Location: Plant, Soil and Nutrition ResearchTitle: Chilling-induced tomato flavor loss is associated with altered volatile synthesis and transient changes in DNA methylation
|ZHANG, BO - University Of Florida|
|TIEMAN, DENISE - University Of Florida|
|CHEN, JIAO - Boyce Thompson Institute|
|XU, YIMIN - Boyce Thompson Institute|
|CHEN, KUNSONG - Zheijiang University|
|FEI, ZHANGJUN - Boyce Thompson Institute|
|KLEE, HARRY - University Of Florida|
Submitted to: Proceedings of the National Academy of Sciences
Publication Type: Peer Reviewed Journal
Publication Acceptance Date: 8/24/2016
Publication Date: 11/1/2016
Citation: Zhang, B., Tieman, D., Chen, J., Xu, Y., Chen, K., Fei, Z., Giovannoni, J.J., Klee, H. 2016. Chilling-induced tomato flavor loss is associated with altered volatile synthesis and transient changes in DNA methylation. Proceedings of the National Academy of Sciences. 113:12580-12585.
Interpretive Summary: The modern commercial tomato is widely perceived as lacking flavor and is a major source of consumer dissatisfaction. Postharvest handling and retail systems are major contributors to poor flavor, particularly the commonly used practice of chilling fruit. Many consumers store purchased fruits in the refrigerator, further contributing to flavor deterioration. Tomato flavor is produced by a combination of sugars, acids, and volatiles. Production of flavor-associated volatiles is sensitive to temperatures below 12 °C and loss of volatiles has been observed during cold storage. In contrast, taste-related chemicals, sugars, and acids, are not significantly affected by cold storage. In addition to the economic impact of flavor quality loss, the tomato fruit provides an ideal system in which to examine the effects of environmental stress on a genome scale. Here, we provide a comprehensive analysis of the effect of chilling on the transcriptome and flavor metabolome. The large transcriptional reprogramming that occurred in response to chilling and following a recovery period was correlated with alterations in DNA methylation indicating a role for reversible effects on the genome in mediating fruit quality traits through altered gene expression. We demonstrate that targeted genes of chilling include regulators of ripening including key transcriptional regulators. These provide targets for optimizing chilling tolerance and fruit quality.
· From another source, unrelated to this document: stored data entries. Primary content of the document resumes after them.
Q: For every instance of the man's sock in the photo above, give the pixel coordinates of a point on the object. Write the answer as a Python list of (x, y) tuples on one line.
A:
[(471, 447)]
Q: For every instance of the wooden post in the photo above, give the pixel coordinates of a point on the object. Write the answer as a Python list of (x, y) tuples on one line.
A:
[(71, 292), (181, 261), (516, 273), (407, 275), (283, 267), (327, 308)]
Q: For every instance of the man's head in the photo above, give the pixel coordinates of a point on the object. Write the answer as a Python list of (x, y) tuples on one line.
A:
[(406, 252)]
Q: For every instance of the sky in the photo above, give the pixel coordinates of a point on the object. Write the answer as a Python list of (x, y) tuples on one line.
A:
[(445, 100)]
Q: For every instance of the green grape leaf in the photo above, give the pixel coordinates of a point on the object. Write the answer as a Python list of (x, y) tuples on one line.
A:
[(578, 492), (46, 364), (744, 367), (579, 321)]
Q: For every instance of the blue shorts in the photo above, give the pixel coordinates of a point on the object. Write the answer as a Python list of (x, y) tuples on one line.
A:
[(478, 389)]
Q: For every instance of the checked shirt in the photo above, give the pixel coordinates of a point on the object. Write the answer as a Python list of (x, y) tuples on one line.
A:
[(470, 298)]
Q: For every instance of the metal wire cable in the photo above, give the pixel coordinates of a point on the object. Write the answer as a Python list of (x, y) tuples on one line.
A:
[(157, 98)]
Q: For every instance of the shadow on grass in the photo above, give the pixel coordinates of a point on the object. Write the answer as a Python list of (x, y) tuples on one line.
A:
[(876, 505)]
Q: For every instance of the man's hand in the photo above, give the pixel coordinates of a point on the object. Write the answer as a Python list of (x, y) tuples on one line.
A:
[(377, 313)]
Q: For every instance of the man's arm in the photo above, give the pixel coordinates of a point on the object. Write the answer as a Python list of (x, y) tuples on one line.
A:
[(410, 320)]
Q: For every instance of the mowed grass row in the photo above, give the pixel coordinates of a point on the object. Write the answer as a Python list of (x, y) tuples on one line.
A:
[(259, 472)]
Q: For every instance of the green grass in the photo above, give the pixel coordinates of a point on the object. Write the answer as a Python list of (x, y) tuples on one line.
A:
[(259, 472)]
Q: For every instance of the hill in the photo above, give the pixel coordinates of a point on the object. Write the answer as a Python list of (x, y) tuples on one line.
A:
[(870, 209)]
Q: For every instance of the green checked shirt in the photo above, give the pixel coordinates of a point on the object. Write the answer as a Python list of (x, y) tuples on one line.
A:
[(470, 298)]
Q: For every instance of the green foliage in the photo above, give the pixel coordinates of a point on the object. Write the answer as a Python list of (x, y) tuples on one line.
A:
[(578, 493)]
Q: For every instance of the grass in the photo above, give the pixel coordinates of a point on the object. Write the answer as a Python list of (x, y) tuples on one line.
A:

Technical Abstract: Commercial tomatoes are widely perceived by consumers as lacking flavor. A major part of that problem is a postharvest handling system that chills fruit. Low-temperature storage is widely used to slow ripening and reduce decay. However, chilling results in loss of flavor. Flavor-associated volatiles are sensitive to temperatures below 12 °C, and their loss greatly reduces flavor quality. Here, we provide a comprehensive view of the effects of chilling on flavor and volatiles associated with consumer liking. Reduced levels of specific volatiles are associated with significant reductions in transcripts encoding key volatile synthesis enzymes. Although expression of some genes critical to volatile synthesis recovers after a return to 20 °C, some genes do not. RNAs encoding transcription factors essential for ripening, including RIPENING INHIBITOR (RIN), NONRIPENING, and COLORLESS NONRIPENING are reduced in response to chilling and may be responsible for reduced transcript levels in many downstream genes during chilling. Those reductions are accompanied by major changes in the methylation status of promoters, including RIN. Methylation changes are transient and may contribute to the fidelity of gene expression required to provide maximal beneficial environmental response with minimal tangential influence on broader fruit developmental biology.